The dramatic burst of unemployment claims that began in late March proves that the PPP and other government assistance wasn’t enough to keep an unprecedented number of workers from losing their jobs. As the unemployment charts demonstrate, the PPP money may have come too late to have been fully effective. 

In our survey, small business owners who have applied for PPP loans are actually much more likely than those who have not applied to say they have furloughed or laid off employees as a result of the coronavirus crisis (37% vs. 11%). Most of those who have applied are still waiting to hear whether they were accepted. 

But the PPP still has some bright spots in the small business environment. Of those who have applied for a PPP loan and who have had to make headcount cuts, 57% expect to hire all and 36% expect to hire some of their workers back. Among those who have not applied, 48% expect to hire back all and 37% expect to hire back some of their lost workers. 

Upended expectations make hiring forecasts difficult

Extrapolating previous results forward is a notoriously bad way to make predictions, but the coronavirus-induced plummet in demand that small business owners experienced from March into April was truly a shock, particularly as it related to hiring expectations.

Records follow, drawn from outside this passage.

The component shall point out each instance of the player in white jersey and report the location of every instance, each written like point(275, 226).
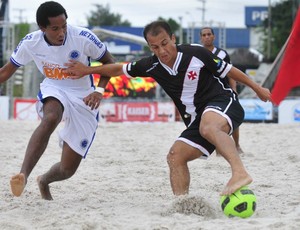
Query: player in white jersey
point(207, 37)
point(60, 98)
point(192, 76)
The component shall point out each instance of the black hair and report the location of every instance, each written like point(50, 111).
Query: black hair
point(209, 28)
point(156, 27)
point(47, 10)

Just a few months ago, our CNBC|SurveyMonkey Small Business Survey covered the extreme measures small businesses were taking to add workers in a tight economy: upping their salary offers, adding benefits, and creating more flexible work policies. 

In fact, in the 12 previous quarters of the survey, at most 10% of small business owners had said they expected their staff of full-time employees to decrease — and that number hadn’t been that high since the third quarter of 2017. Since then, it has hovered in the single digits. 

 

Things are of course different now, which makes the future harder to predict. This quarter, 21% of small business owners say they expect their staff size to decrease in the next year, while 15% expect it to increase (down from 32%). That means that more small business owners now expect the number of full-time employees to decrease in the next year than expect it to increase — the first time that has been reported in the three years of this survey. 

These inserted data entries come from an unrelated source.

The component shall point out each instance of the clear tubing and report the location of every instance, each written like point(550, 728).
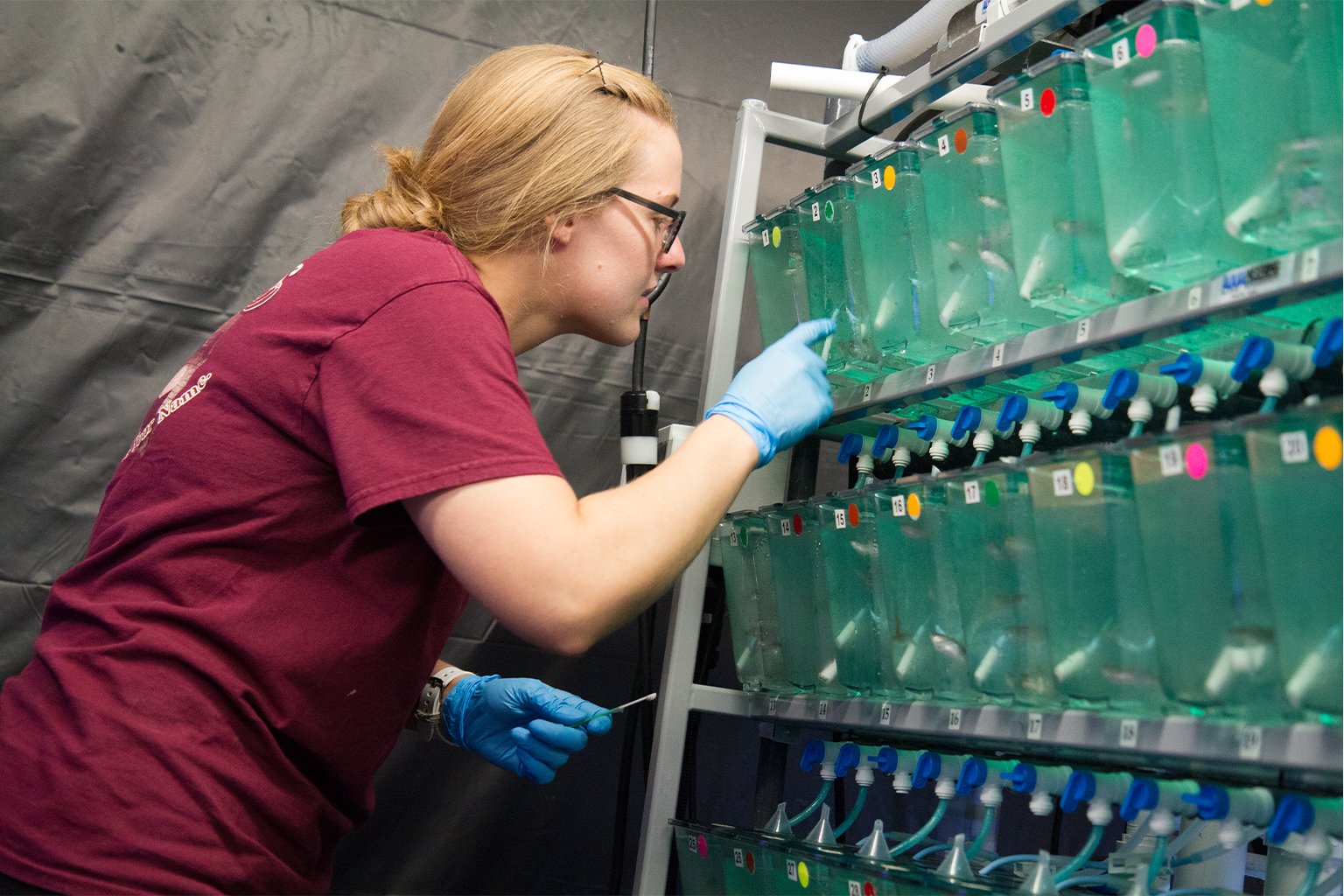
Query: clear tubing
point(1308, 887)
point(913, 840)
point(977, 844)
point(1155, 865)
point(816, 803)
point(1083, 855)
point(854, 813)
point(1186, 836)
point(1128, 846)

Cutting the data by demographics and business characteristics reveals no secret success story waiting to emerge in this crisis.

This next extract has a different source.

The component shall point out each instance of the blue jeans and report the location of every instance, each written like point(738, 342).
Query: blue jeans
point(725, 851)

No single region, sector, or industry is better positioned to get back to normal when the national economy is in a total shutdown. Though by definition some small businesses have always been very small — most, in fact, have fewer than five employees aside from the owner — small businesses of all sizes reported about the same percentage decrease in hiring expectations from the first quarter to now. 

 

Just as small business owners couldn’t foresee the coming economy-wide shocks in Q1, they can’t be relied upon to know how their business’s hiring will change in the coming weeks and months. Small business owners’ intentions are to hire back their lost workers when we all get back to normal. A lot can change in the meantime.